Abstract: A system and method for data classification are disclosed. The method includes receiving by a data classifier, a data corpus comprising one or more words. The method further includes comparing the data corpus with at least one pre-classified category of words to determine an overlap ratio between the data corpus and each of the at least one pre-classified category of words. The method further includes computing a confidence score of the data corpus for each of the at least one pre-classified category of words based on the overlap ratio and a predefined confidence score associated with the data corpus for each of the at least one pre-classified category of words. Finally, the method includes classifying the data corpus based on the confidence score into the at least one pre-classified category. Figure 2
Claims:WE CLAIM:
1. A method of data classification:
receiving, by a data classifier, a data corpus comprising one or more words;
comparing, by the data classifier, the data corpus with at least one pre-classified category of words to determine an overlap ratio between the data corpus and each of the at least one pre-classified category of words;
computing, by the data classifier, a confidence score of the data corpus for each of the at least one pre-classified category of words based on the overlap ratio and a predefined confidence score associated with the data corpus for each of the at least one pre-classified category of words; and
classifying, by the data classifier, the data corpus based on the confidence score into the at least one pre-classified category.
2. The method of claim 1, wherein the overlap ratio is based on one or more words common between the data corpus and the at least one pre-classified category of words.
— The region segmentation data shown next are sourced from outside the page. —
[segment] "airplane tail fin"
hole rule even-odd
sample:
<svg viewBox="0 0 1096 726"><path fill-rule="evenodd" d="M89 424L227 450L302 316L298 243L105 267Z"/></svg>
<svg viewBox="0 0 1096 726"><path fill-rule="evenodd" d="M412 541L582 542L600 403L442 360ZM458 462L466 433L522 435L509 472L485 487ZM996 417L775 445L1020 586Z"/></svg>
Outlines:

3. The method of claim 1, wherein the confidence score is the probability of the data corpus belonging to a category of the at least one pre-classified category of words.
4. The method of claim 1, further comprising determining a boost value for the confidence score of the data corpus for each of the at least one pre-classified category of words based on a change in the confidence score for each of the at least one pre-classified category of words from the predefined confidence score associated with the data corpus for each of the at least one pre-classified category of words.
5. A system for data classification, comprising:
a hardware processor; and
a memory storing instructions executable by the hardware processor for:
receiving a data corpus comprising one or more words;
comparing the data corpus with at least one pre-classified category of words to determine an overlap ratio between the data corpus and each of the at least one pre-classified category of words;
computing a confidence score of the data corpus for each of the at least one pre-classified category of words based on the overlap ratio and a predefined confidence score associated with the data corpus for each of the at least one pre-classified category of words; and
classifying the data corpus based on the confidence score into the at least one pre-classified category.
6. The system of claim 5, wherein the overlap ratio is based on one or more words common between the data corpus and the at least one pre-classified category of words.
7. The system of claim 5, wherein the confidence score is the probability of the data corpus belonging to a category of the at least one pre-classified category of words.
8. The system of claim 5, further comprising determining a boost value for the confidence score of the data corpus for each of the at least one pre-classified category of words based on a change in the confidence score for each of the at least one pre-classified category of words from the predefined confidence score associated with the data corpus for each of the at least one pre-classified category of words.
Dated this 29th day of November, 2016
Swetha SN
Of K&S Partners
Agent for the Applicant
, Description:TECHNICAL FIELD
This disclosure relates to natural language processing, and more particularly to a system and method for data classification.